Shanna Gachen  | Published on Thursday, October 01, 2015
All the good photos taken by: Janine and Nicole, Thanks ladies!
 
Jon on the Beautiful Skookumchuck wave, BC Canada

Ebb & Flow?! What is this jibber jabber?  WELL, I now know more about the sea than I should ever have to know as a whitewater kayaker… ha!

A crew of whitewater boaters ventured north to Canada to visit the infamous Skookumchuck Rapids, to find out what all the hoopla was about. The Skookumchuck Narrows is located on the Sunshine Coast of B.C. and takes about 6 hours to get there from Seattle, which also includes a 40 minute ferry ride through some of the most gorgeous scenery. Once arriving in Egmont, B.C. we made camp for the next three nights at Strongwater Camping & Cabins.
 
 
The Skookumchuck Narrows, aka “The Skook”, is a tidal bore created by massive amounts of ocean water squeezing itself through a narrow inlet and dropping over a wide rock shelf far below the surface. Between tides, there is only flat water, but as the tide begins to “Flow” the magic happens. The amazing transformation from flat water to a standing wave, which boaters from all over the world come to see, is a sight to be seen by boaters and non-boaters alike.
 
Slack tide (notice the lighthouse on the island)
 
Shanna Surfing (Notice the lighthouse, the wave is still growing!)

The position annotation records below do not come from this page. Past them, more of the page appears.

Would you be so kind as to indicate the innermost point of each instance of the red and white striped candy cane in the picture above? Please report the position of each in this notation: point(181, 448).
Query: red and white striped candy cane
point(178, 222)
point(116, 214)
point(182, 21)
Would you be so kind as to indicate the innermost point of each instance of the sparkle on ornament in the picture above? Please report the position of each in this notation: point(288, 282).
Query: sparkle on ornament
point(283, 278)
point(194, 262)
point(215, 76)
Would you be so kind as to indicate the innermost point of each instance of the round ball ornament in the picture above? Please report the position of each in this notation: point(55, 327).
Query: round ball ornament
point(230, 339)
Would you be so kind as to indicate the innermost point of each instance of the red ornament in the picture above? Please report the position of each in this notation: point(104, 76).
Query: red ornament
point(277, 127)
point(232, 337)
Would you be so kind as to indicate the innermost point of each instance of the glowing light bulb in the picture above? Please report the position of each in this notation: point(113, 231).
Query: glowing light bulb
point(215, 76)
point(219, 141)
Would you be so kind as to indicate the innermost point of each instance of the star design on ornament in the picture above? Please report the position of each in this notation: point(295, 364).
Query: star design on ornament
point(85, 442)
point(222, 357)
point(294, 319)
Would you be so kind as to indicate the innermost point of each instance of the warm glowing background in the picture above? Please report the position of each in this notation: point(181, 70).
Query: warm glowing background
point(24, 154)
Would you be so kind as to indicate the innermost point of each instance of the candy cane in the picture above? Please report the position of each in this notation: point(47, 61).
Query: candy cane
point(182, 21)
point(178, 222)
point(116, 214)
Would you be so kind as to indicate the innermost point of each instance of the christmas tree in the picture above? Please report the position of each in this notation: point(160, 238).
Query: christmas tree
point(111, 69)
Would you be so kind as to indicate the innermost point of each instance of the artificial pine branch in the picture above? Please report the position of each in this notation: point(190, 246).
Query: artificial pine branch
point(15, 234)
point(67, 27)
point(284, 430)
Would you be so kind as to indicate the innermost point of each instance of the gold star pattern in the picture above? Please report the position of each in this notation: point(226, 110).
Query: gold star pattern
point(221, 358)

On Saturday morning, we woke to a beautiful blue sky with a crisp nip in the air to start our paddling journey to the narrows. We launched at the Egmont dock and paddled 2 miles with our boats full of everything we would need for our day at “The Skook”, including our hiking shoes and a cold beverage of choice for the 2 mile hike back out after boating.
 
Town of Egmont
 
Jon and Aamie getting ready to launch from Egmont Dock

 

On our paddle to the wave we saw amazing purple starfish, jellyfish, and even a seal in one of the bays.  Once arriving we marveled at the idea of a wave appearing soon so we jumped in our boats to feel the power of the water as the flow increased.  

 
 
As the flow reached its max flood of 10.4 knots on Saturday, we watched the calm shoreline turn into a turbulent eddy, the standing wave grew by the minute, and an ever-growing class IV rapid bubbled and churned “down-river”. For the beginners to the Skook, it was important to take the opportunity to get out there right away and surf as much as possible, because as the wave grew so did the rapid behind it.
 
Once you fell off the wave, it was important to catch the eddy just behind the wave, if you missed the opportunity, you had to do what’s called “Taking the Tour”. Taking the tour consisted of trying to stay upright while avoiding as many boils, whirlpools, and imploding waves as you make your way with the chaotic flow, before getting an opportunity to head for shore, where the current eventually took you slowly back up the shoreline to the wave. A few of us took planned tours, but most of them were definitely unplanned!  For me it was a scary undertaking, where a lot of self-talk happened that consisted of a few unmentionable words – ha!

As the wave grew to its max, we found ourselves retiring at different times to the comfort of the shore until the wave was on the way down. When the wave got to a certain point it was no longer possible to enter from the eddy next to the wave, so instead we had to drop in from above. Dropping in from above was almost seemed easier as you didn’t have to fight the eddy fence guarding the wave, you just had to paddle out, line up and drop in with your back to the frothy white pile. Some made this look easier than others, but we all had a blast. We hoot and hollered for each other as we surfed one of the biggest waves around. At one time we witnessed 5 boats on the wave at one time - now that was cool and the crowd loved it!

Since this wave was easily accessed by a nice trail, there was quite the crowd that grew as the day wore on. As the wave fizzled down to flat water, we locked our boats and gear to the rack and headed out the forested trail.
 
This old truck/kayak marked the trailhead and an awesome bakery… yum!

As the weekend continued the wave got bigger and peaked just a bit later each day. After each day of surfing we enjoyed the onsite hot showers back at camp, tasty food and laughed around the campfire with great friends! OH what an experience I can’t wait to do it again, but maybe next time during the week so I have more chances to surf ?
 
All different crafts enjoyed the wave!
 
Aamie ripping it up!
 
Matt loving the big water
 
Clea making it look easy, out there spinning like a champ!